I was really looking forward to the Fred - it's billed as one of Britain's hardest sportives and along with a few others it's certainly up there. I'd visited the Lakes before but hadn't ridden any of the big climbs so when we got there Alex and I drove over to Hardknott and Wrynose to recon the route, as well as to test Alex's two gearing options. It was helpful as we knew what was coming, but it turns out it's actually not that easy to even drive up, or down. Knowing what you have to deal with is good, it just took me by surprise what a 30% gradient actually looks like. Alex later opted for the compact set up rather than the single ring option he was insistent on trying. A good choice I think.

I didn't have much sleep the night before as my colleague (who shall remain nameless) who I shared a room with the night before snores. He is loud. I imagine it's what cuddling a grizzly bear would be like. I had just about 5 hours sleep. Note to self - bring ear plugs, or sleep in your van.

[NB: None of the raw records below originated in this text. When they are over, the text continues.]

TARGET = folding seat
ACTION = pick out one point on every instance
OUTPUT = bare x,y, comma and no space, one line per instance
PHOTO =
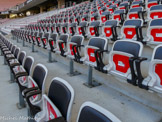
78,19
125,6
57,104
117,3
38,38
154,32
105,16
108,4
31,37
122,59
23,72
102,10
65,28
151,3
137,4
135,13
53,26
35,88
48,27
58,28
44,40
61,20
82,28
94,10
74,46
93,52
66,19
52,41
91,112
95,28
85,17
155,12
132,29
62,44
35,34
94,17
110,30
71,19
151,80
73,28
119,15
112,8
13,54
15,64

The route and event itself were brilliant. Alex (not named above, much) and I set off slowly as the aim of the day was just to finish and enjoy it. David and Sally set off 20 minutes after us with the same aim. The first couple of climbs were ok, as were the descents - certainly out of the saddle stuff at points but we were rolling along chatting. Then, we hit the bottom of Honister (one of the 30% climbs). Straight into 34x30 for me, no messing about. It's hard to believe someone, at some point thought it was a good idea to put a road there - the first part is mega hard until it eases off. I think at that point it was funny. The climbs before and after Honister were not too bad but I was always conscious of the two big ones at the end. By now I was well over dressed in my Castelli Perfetto jersey but I couldn't do much about it. Nano Flex Warmers, long gloves and cap had been discarded with Alex's friend who was staying up there and met us at the side of the road. Alex and I split at the 80 mile feed station, he wanted to sit and have a coffee and I was keen to press on. Now, the big event - Strava tells you all you need to know - The one mile section up to and on Hardknott I averaged 4.2 miles per hour, at 186 bpm average and maxed out a 199 bpm. That's 4.2 miles an hour on a bike, not walking! I couldn't have gone faster, especially with nearly 96 miles in my legs. It was ridiculous. I made it over the top, shortly followed by Wrynose which is similar but not quite as bad. I'm pleased to report Alex, David and Sally made it all the way up too, amongst a sea of bodies either falling off in front of you or taking a break. The run in after that was good, and fast. I finished in just under 8 hours and felt like I could knock off a good chunk if I didn't stop as much as I did or pressed on a bit more. It was a Gold time for my age group - didn't have a clue what I was aiming for so I was pleased with that, and the pint of non-alcoholic beer they give you as you cross the finish line. Alex finished shortly after, as did David and Sally. A good effort by all and a good test for La Marmotte.